Ecrasés par l'affliction, nous avons souvent le sentiment de vivre seuls notre galère. Où est Dieu ? Nous le supposons indifférent et, comme Job, nous disons alors: “L'âme des blessés jette des cris... Et Dieu ne fait pas attention à un tel scandale... L'homme naît pour souffrir comme l'étincelle pour voler" (Job, ch. 24, v. 12 et ch. 5, v. 7 ). Au bout du rouleau, les mains vides et le coeur brisé, Job a tout perdu, ses biens, ses enfants, sa santé, sa réputation, ses amis. “Voilà pourquoi je parle à tort et à travers, reconnaît-il, ce sont des mots en l'air d'un homme sans espoir " (Job, ch. 6, v. 3. C'est le bouillonnement du sentiment humain terrifié par ce qui lui arrive Dans ces cas là, on a d'abord besoin d'être écouté même si on noircit le tableau, même si on s'en prend à tout le monde. Au milieu des tempêtes de la vie, les “pourquoi” jaillissent, mais la première nécessité est bien de se sentir compris, entouré, aidé. A ce propos, la fin du témoignage de Malika est significative: “J'accusais Dieu, mais en même temps, j'avais besoin de lui, de son amour. Je souffrais du regard des autres, et il n'y avait que Dieu qui m'acceptait comme j'étais”.
Dieu est avec nous dans nos déserts
“Il est un abri au jour de la détresse. Il prend soin de ceux qui se réfugient auprès de lui " (Nahum, ch. 1, v. 7). “Dieu chuchote lorsque nous sommes heureux, remarque C. S. Lewis, il parle à notre conscience, et il crie quand nous souffrons.” Ainsi Job, dans sa misère, pouvait confier à Dieu: “Je ne savais de toi que ce qu'on m'avait dit, mais maintenant, c'est de mes yeux que je t'ai vu" (Job, ch. 42, v. 5).
Selon nos choix, l'épreuve nous rapproche où nous éloigne de Dieu. Mais dans tous les cas, elle nous change. Nous en sortons différents:
- Certains deviennent plus sensibles, plus ouverts comme Malika qui a appris à accepter les autres tels qu'ils sont. “Ma musique est née dans la souffrance” déclarait également Franz Schubert.
- Pour d'autres, le fossé se creuse encore plus entre eux et Dieu, entre eux et les autres.

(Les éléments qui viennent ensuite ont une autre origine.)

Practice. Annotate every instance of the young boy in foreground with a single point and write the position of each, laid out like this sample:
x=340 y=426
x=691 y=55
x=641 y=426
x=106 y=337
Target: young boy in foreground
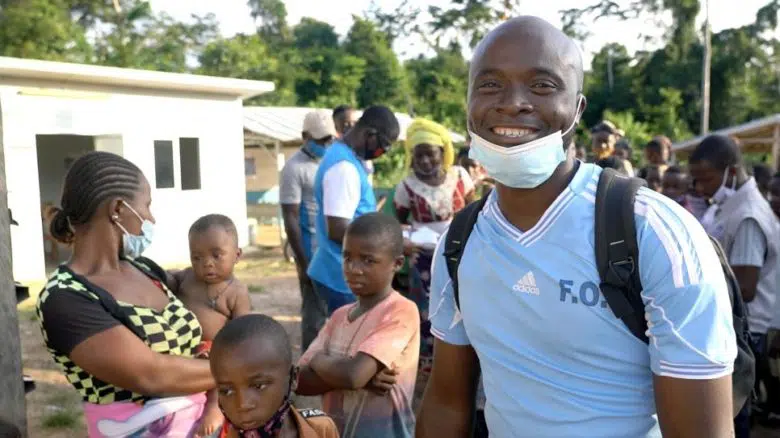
x=364 y=361
x=211 y=292
x=251 y=360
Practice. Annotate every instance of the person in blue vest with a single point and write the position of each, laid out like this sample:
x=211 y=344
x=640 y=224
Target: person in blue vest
x=343 y=192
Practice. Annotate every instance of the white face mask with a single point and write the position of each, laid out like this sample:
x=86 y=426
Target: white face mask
x=133 y=246
x=523 y=166
x=724 y=192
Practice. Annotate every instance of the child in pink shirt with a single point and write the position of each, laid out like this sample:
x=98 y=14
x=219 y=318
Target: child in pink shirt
x=364 y=361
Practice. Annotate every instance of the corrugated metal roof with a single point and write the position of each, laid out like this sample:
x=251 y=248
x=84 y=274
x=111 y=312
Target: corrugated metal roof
x=71 y=75
x=284 y=124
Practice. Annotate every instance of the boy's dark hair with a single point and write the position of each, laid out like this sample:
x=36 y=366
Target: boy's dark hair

Ils se replient sur eux-mêmes. Ils ressassent leurs griefs et cela peut durer des années.
“Le passé, écrit Sartre, c'est un luxe de propriétaire.” Accompagné d'amertume, c'est un poison pour le présent. Enfant battue à plusieurs reprises, cette jeune fille a maintenant décidé de tourner la page, de pardonner à son père. Dès lors, son agressivité disparaît, elle donne un autre sens à sa vie.
Pourquoi pardonner ? Est-ce de la faiblesse ? Non. Et même si elle a longtemps considéré que son père ne méritait pas son pardon, elle s'est ensuite rendu compte qu'elle non plus ne méritait pas le pardon de Dieu. Et pourtant, il le lui a accordé. Jésus-Christ a, en effet, porté la responsabilité de toutes ses fautes, de toutes les nôtres. C'est pour cette raison qu'il est mort sur la croix. La souffrance, il sait ce que c'est.
Dieu aussi la connaît: Il a donné son Fils.
Alors, ne disons peut-être pas trop vite: “Si Dieu était bon, il ne permettrait pas !” La question de la souffrance reste délicate et complexe. Cependant, une chose est certaine: Dieu demeure “un refuge au jour du malheur" (Jérémie, ch. 17, v. 17).
Peut-être même, un jour, aurons-nous l'occasion de constater comme Joseph: “Vous aviez formé le projet de me faire du mal, mais Dieu l'a transformé en bien" (Genèse, ch. 50, v. 20).